Was hat zu diesem Schritt geführt? Auslöser ist eine Äußerung Henns, die er im Vorfeld der Kundgebung an der Schwarzwaldhochstraße auf Facebook gepostet hatte. „Ich geh hin. Hoffentlich ist es arschkalt. Hab eine alte große Wasserpumpgun meiner Kinder gefunden. Werde sie mit Harnsäure füllen – also reinpinkeln – und es dann auf das auserwählte Volk versprühen.“

Stefan Lutz-Bachmann, Gemeindediakon der Katholischen Seelsorgeeinheit Baden-Baden, hatte dem SPD-Mann mit folgendem Post beigepflichtet: „Super! Füllung mit Buttersäure ist auch sehr reizvoll!“

Ein Vorwurf lautet: Aufruf zu Straftaten

Wegen dieser Bemerkungen waren die beiden Männer in den vergangenen Tagen und gut zwei Monate nach der Kundgebung aus dem Kreis der Impfgegner in den sozialen Medien massiv unter Beschuss geraten. Ein Vorwurf lautete unter anderem, Henn und Lutz-Bachmann hätten zu Straftaten aufgerufen.
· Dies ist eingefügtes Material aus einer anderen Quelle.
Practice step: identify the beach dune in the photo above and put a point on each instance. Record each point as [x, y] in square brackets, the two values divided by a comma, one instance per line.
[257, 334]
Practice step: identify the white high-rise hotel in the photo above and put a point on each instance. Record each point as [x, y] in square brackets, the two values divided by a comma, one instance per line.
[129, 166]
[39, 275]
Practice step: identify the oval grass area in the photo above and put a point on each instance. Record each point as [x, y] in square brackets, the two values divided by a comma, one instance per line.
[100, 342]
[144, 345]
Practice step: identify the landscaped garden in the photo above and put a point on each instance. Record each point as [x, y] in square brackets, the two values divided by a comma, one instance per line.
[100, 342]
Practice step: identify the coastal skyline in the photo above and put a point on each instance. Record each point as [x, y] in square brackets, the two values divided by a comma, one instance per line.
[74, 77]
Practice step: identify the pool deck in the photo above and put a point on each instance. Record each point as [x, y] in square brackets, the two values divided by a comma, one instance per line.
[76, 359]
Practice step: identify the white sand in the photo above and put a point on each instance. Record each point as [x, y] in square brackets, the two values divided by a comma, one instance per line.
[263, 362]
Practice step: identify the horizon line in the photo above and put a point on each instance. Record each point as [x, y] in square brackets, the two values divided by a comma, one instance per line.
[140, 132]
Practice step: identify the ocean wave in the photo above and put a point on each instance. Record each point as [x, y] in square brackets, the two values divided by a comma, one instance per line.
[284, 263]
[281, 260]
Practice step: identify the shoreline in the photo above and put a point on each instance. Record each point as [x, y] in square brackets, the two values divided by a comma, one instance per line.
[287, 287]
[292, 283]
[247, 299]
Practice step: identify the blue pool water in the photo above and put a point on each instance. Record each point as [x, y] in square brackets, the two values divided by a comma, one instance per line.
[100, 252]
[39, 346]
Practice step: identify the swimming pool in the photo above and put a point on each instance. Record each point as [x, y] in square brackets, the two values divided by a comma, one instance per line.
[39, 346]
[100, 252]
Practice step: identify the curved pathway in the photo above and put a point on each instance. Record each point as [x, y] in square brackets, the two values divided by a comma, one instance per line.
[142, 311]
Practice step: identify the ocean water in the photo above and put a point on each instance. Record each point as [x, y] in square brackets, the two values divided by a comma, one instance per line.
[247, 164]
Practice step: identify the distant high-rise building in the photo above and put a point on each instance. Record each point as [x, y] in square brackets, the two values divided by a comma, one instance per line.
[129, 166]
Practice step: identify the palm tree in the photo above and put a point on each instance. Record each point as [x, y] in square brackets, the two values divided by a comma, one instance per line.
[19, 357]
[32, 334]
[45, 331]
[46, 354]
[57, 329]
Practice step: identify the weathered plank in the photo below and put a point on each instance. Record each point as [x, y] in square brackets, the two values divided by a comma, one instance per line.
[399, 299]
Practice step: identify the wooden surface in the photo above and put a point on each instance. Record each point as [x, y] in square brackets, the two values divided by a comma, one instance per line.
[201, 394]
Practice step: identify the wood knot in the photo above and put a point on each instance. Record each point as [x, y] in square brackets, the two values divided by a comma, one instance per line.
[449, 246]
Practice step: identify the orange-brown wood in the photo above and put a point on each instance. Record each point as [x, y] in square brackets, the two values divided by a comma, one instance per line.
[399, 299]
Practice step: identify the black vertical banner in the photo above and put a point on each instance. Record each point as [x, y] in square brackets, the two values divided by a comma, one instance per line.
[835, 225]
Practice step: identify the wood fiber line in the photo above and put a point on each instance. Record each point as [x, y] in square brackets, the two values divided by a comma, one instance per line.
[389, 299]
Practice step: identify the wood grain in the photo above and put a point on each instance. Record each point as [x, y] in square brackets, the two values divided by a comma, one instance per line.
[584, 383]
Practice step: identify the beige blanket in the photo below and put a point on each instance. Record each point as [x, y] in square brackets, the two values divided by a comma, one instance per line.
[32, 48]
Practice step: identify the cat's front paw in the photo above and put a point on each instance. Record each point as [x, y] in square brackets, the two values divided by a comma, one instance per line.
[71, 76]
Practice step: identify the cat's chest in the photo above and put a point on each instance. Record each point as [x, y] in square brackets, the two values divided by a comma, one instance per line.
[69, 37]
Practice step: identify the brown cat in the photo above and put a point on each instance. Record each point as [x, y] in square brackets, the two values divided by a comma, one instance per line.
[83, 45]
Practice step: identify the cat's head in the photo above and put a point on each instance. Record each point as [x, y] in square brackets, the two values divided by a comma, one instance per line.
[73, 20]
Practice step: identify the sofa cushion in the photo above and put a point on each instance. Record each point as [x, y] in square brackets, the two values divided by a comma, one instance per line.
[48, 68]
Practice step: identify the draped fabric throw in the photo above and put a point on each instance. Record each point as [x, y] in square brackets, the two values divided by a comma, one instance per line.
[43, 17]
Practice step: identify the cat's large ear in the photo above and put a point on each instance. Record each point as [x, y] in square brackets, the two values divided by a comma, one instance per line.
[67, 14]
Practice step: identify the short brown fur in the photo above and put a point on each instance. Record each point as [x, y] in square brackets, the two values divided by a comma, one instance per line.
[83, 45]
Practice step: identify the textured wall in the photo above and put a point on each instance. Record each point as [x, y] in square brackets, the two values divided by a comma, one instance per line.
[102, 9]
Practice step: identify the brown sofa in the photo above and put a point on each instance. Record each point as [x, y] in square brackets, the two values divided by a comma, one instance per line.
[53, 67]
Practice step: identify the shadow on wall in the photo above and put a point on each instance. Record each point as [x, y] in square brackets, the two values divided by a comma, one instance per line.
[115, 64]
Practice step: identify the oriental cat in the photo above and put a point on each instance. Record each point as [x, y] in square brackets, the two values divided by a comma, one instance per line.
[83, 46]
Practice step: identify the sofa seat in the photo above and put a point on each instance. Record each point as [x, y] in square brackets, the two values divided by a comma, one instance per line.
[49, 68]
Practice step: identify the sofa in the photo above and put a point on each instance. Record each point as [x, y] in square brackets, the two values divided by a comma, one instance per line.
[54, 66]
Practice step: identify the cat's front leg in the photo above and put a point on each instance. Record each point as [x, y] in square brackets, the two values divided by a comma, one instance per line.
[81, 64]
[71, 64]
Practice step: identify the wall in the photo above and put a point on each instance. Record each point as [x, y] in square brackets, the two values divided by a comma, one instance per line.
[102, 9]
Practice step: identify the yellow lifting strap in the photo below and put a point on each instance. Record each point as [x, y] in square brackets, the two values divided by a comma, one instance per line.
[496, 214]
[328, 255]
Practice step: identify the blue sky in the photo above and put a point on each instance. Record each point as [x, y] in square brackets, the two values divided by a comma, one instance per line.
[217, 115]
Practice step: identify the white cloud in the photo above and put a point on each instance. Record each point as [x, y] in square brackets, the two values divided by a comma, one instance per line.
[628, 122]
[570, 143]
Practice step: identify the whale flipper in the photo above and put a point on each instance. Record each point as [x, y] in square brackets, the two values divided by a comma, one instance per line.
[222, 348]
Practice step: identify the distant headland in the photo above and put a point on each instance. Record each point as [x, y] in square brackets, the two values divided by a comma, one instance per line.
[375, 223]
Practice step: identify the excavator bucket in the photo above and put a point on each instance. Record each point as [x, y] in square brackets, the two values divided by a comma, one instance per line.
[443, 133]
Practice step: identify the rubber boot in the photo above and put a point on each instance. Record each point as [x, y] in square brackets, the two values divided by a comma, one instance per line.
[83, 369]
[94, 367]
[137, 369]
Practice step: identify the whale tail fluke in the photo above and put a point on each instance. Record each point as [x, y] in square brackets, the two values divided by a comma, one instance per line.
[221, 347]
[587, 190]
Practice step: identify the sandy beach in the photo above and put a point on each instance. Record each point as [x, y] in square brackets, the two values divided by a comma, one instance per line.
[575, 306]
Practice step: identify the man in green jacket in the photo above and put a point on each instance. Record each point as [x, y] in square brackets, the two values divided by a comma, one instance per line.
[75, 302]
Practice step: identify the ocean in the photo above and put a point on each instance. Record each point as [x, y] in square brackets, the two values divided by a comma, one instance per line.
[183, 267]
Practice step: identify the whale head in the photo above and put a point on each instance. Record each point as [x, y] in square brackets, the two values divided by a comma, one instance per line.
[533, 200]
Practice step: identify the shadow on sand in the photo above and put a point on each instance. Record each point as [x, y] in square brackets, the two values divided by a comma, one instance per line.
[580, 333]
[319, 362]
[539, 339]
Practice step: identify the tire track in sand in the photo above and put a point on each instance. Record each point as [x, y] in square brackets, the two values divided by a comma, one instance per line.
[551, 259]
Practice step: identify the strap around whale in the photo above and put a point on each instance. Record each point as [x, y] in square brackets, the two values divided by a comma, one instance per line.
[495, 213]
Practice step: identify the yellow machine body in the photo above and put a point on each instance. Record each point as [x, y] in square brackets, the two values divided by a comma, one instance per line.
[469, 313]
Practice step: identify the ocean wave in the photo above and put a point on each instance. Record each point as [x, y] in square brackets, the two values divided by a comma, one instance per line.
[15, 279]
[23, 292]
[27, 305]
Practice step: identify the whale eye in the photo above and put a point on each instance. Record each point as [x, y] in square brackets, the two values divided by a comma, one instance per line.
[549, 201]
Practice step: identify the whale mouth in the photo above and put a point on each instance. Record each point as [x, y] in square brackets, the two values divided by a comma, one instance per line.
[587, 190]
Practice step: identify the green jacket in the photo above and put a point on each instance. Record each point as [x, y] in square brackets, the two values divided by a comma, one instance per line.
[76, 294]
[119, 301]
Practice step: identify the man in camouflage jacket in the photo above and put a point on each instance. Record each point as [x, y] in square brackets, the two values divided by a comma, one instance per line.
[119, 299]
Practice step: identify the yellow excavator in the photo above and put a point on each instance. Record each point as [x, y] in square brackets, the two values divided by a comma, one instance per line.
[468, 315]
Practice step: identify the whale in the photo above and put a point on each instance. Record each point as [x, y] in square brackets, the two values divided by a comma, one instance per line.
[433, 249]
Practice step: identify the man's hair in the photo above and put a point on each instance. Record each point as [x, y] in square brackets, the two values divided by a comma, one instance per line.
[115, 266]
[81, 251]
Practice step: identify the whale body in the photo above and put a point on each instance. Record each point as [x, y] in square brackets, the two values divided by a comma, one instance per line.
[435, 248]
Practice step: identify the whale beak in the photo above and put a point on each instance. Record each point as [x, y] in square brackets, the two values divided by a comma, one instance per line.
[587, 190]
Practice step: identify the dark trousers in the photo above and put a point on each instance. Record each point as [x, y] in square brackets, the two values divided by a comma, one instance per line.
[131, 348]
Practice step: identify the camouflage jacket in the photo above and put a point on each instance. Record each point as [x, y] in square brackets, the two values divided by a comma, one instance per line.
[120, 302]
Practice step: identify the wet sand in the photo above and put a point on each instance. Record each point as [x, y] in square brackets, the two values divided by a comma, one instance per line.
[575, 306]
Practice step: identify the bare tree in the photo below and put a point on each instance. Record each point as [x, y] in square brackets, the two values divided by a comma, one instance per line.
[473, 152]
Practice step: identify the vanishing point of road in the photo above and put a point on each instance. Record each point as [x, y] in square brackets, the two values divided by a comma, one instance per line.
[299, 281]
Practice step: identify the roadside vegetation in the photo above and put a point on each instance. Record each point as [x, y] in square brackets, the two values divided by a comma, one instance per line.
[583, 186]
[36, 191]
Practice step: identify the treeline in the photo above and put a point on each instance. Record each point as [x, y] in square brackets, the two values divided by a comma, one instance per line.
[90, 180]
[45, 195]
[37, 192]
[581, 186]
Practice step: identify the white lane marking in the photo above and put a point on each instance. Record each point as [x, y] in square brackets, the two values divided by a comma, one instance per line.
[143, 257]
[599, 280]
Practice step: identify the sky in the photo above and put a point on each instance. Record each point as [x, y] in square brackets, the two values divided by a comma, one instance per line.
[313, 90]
Sympathisanten aus dieser Szene reagierten – meistens unter Pseudonymen – mit einer Flut von Posts. Einige Beispiele: „Die größten Verbrecher sitzen heutzutage immer da wo sie was zu melden haben. Herr Stadtrat, Sie wären im 3. Reich auch sehr weit gekommen“, schreibt etwa Anja Soundso. „Warum rufen sie eindeutig zu Straftaten auf, glauben sie ja nicht, das sie aus dieser Nummer noch rauskommen“, schreibt Bernado Bettini. „Ich hoffe das ist der Anfang vom Ende ihrer politischen Karriere sie Widerling“, lautet ein weiterer Kommentar oder: „Herr Henn ich hoffe doch, dass dieser Kommentar noch Konsequenzen für Sie hat, vielleicht hat jemand Anzeige erstattet!“

Der Gemeindediakon entschuldigt sich

Lutz-Bachmann erklärt auf BNN-Nachfrage, er habe vor allem deswegen gepostet, weil er sich über Corona-Leugner ärgere. Er habe jedoch schnell erkannt, dass seine Reaktion überzogen gewesen sei, und habe seinen Post nach einer Stunde gelöscht.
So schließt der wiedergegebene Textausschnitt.